There is no right or wrong here, but a balance and tradeoffs for the path you choose. And this path I would argue is quiet significant in software development.

A shared libary is a dependency. Dependencies can have a bad rep' because they have a tendency to lock-in your software agility. When you try to get out of that lock-in you will find that suddenly you have a "rogue implementation" which might not adhere to whatever that prior dependency exposed - but your implementation will be free.

A general rule, and a good one, is to have each service own its own implementation. But a lot of developers is really bad at coping with this on a mental level, because they believe shared code is about reuse. But when a dependent service cannot reuse due to perhaps a small tweak, that dependency can either become irrelevant or grow (because now it must also adhere to that little tweak).

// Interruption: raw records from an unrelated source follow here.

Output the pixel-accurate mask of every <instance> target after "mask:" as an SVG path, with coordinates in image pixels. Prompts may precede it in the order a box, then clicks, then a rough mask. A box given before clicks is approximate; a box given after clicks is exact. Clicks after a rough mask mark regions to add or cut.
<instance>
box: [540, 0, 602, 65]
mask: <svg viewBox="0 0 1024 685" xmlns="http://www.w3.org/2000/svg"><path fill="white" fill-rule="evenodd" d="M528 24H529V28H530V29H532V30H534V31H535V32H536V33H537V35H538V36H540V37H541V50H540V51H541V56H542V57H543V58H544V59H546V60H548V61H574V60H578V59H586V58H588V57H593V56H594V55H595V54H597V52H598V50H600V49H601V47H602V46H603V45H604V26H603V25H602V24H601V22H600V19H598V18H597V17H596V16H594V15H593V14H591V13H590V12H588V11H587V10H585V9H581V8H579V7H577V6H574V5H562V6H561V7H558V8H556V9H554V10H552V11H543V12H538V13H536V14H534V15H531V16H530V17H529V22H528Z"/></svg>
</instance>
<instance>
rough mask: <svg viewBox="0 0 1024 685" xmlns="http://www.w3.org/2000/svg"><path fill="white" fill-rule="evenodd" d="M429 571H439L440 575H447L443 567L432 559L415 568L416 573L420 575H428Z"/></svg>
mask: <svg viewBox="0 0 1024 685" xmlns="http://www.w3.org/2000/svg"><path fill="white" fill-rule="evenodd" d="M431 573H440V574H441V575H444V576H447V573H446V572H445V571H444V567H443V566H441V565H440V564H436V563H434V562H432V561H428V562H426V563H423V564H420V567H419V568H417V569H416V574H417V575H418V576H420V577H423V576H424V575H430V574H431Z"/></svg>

So services which has the same dependency most often "locks" the dependency because know its being used by things you have no control over, and no one can guarentee it will never evolve. But when it evolves it becomes more difficult to maintain - and this will most likely also cause challenges for dependent services.

A dependency often ends up growing bigger over time. Because it evolves. And then versions come around. Then breaking changes. And then new dependencies come around. So dependencies becomes centerpieces of your services - and that is not what you want.

Remember the rule - the service owns its implementation. Especially DTO's because they are likely to not be stale over time. Especially in the beginning of a software project!

Another thing I have seen over and over again, is that DTO properties are very rarely reused to the fullest.

One service might want to use the FullName property where another service only needs the Email of a DTO. That's not reuse. That's a different need. Hence DRY does not apply. DRY is only about 100% reuse!!!

Also, the DRY principle is great but remember service domain contexts and where the responsibility lies.